I wondered if the reason for this detestation was because I didn’t give her the pacifier early on. The silver lining is that I never even get far enough with pacifiers to have to worry about weaning my baby from them.
“But your baby will instead learn to suck her thumb!”
Nope! You’d be surprised to know that she doesn’t do that either. I guess I’m just lucky I don’t need the aforementioned arsenal to calm a fussy babe. I offer her distractions instead.
Are pacifiers really OK for your baby, though?
Well, it’s better to know the pros and cons of pacifier use before you crucify me for sharing my unconventional methods.
PROS OF A PACIFIER
- The American Academy of Pediatrics (AAP) recommends pacifier use in the first 6 months of life to reduce the risk of SIDS.
- Since babies are hardwired to suck, pacifiers can be a good way to soothe a crying baby.
- Pacifiers are easier to get rid of than the thumb sucking.
- Pacifiers might help your baby fall asleep.
CONS OF A PACIFIER
- A pacifier may limit a child’s ability to learn how to self-soothe, something that may prevail in the toddler tantrum years.
- Prolonged pacifier use may result in dental issues or speech delays.
- Your baby may become dependent on the pacifier.
- Early pacifier use may interfere with breastfeeding.
- Pacifier use may increase the risk of middle ear infections.

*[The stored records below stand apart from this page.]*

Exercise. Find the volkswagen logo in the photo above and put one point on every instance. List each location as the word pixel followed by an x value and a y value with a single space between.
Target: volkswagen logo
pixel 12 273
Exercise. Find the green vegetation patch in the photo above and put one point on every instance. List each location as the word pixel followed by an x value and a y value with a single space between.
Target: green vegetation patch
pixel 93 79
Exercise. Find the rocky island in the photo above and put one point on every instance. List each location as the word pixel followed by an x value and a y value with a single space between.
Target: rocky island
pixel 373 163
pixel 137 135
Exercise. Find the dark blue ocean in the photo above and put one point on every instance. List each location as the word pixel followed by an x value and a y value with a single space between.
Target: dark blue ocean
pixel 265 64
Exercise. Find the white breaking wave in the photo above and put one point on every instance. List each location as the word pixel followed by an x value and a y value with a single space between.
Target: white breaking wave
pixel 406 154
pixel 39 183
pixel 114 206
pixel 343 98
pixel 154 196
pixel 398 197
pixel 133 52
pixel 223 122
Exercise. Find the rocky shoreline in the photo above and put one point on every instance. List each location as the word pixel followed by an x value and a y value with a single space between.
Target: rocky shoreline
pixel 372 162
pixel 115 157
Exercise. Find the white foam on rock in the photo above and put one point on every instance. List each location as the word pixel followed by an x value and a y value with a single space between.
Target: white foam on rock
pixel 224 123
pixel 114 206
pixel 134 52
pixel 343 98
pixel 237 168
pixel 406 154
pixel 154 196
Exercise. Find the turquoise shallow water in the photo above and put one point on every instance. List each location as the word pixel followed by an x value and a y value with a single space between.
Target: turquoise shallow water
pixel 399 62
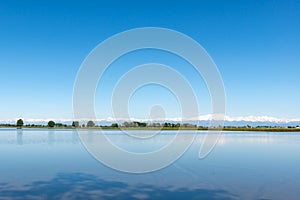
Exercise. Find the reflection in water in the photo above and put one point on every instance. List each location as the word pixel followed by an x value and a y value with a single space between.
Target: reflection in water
pixel 243 165
pixel 19 136
pixel 51 137
pixel 86 186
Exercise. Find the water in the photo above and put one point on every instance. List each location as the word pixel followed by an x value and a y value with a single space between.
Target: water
pixel 53 164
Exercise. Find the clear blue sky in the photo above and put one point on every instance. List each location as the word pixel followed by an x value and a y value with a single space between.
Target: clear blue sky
pixel 255 44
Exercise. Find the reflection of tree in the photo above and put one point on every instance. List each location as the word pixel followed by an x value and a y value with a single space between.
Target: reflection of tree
pixel 84 186
pixel 20 136
pixel 51 137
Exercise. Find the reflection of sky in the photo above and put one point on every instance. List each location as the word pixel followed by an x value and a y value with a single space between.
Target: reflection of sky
pixel 54 164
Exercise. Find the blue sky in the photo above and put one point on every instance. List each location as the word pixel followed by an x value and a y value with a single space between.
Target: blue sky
pixel 255 44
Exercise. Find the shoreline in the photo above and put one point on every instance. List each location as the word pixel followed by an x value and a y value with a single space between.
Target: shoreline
pixel 237 129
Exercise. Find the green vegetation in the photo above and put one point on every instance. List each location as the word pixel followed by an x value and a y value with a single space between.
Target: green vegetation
pixel 90 124
pixel 20 123
pixel 150 126
pixel 51 124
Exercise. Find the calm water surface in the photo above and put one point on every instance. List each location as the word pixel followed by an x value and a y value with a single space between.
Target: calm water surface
pixel 53 164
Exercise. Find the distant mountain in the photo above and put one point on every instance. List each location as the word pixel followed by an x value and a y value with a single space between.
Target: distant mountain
pixel 201 121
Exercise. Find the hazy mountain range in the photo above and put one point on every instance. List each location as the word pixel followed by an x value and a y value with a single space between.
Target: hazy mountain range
pixel 201 121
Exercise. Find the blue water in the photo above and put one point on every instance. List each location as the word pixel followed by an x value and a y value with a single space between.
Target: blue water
pixel 53 164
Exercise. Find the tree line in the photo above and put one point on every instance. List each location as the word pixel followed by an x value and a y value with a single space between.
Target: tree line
pixel 90 123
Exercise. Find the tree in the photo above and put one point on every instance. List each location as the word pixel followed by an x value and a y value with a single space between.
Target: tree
pixel 114 125
pixel 90 124
pixel 75 124
pixel 51 124
pixel 20 123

Note on SIDS: If you’re like me and want to help keep your baby’s risks of SIDS low without the use of a pacifier, ensure that you remove the unnecessary baby bedding. When my baby was under 6 months old, she just sleeps on her mattress without any pillows, blankets, comforters, bumpers, and any other stuff that technically has no point being in the crib with the baby. These baby bedding items carry a potential risk of suffocation, strangulation or entrapment because infants lack the motor skills or strength to turn their heads should they roll into something that obstructs their breathing. I recommend nothing but a mattress with a fitted sheet. That’s it!
Should your baby use a pacifier or not?
The answer is best left for you to figure out. But I recommend that you keep the dummy out of your baby’s sight and work out a better alternative to soothe your baby. A simple change of position, view, or a rocking session may also do the trick if you’re keen like me on doing these things. Either way, trust that your baby will eventually settle down.
I prefer the diligent (non-lazy) way of doing things. I may have some extra work in my hands, but if that means my child will not develop sleep disorders, have fewer teeth troubles, and be well-adjusted in dealing with her emotions in the future, then I think foregoing the infamous pacifier was the right choice for my child.
Although it might seem like I’m judging other mothers out there who still pop a dummy in their baby’s mouth whenever they’re upset, I’m actually not. I totally understand where they’re coming from because I’ve been there!
This is just my opinion and you have the prerogative to either ignore it or follow suit.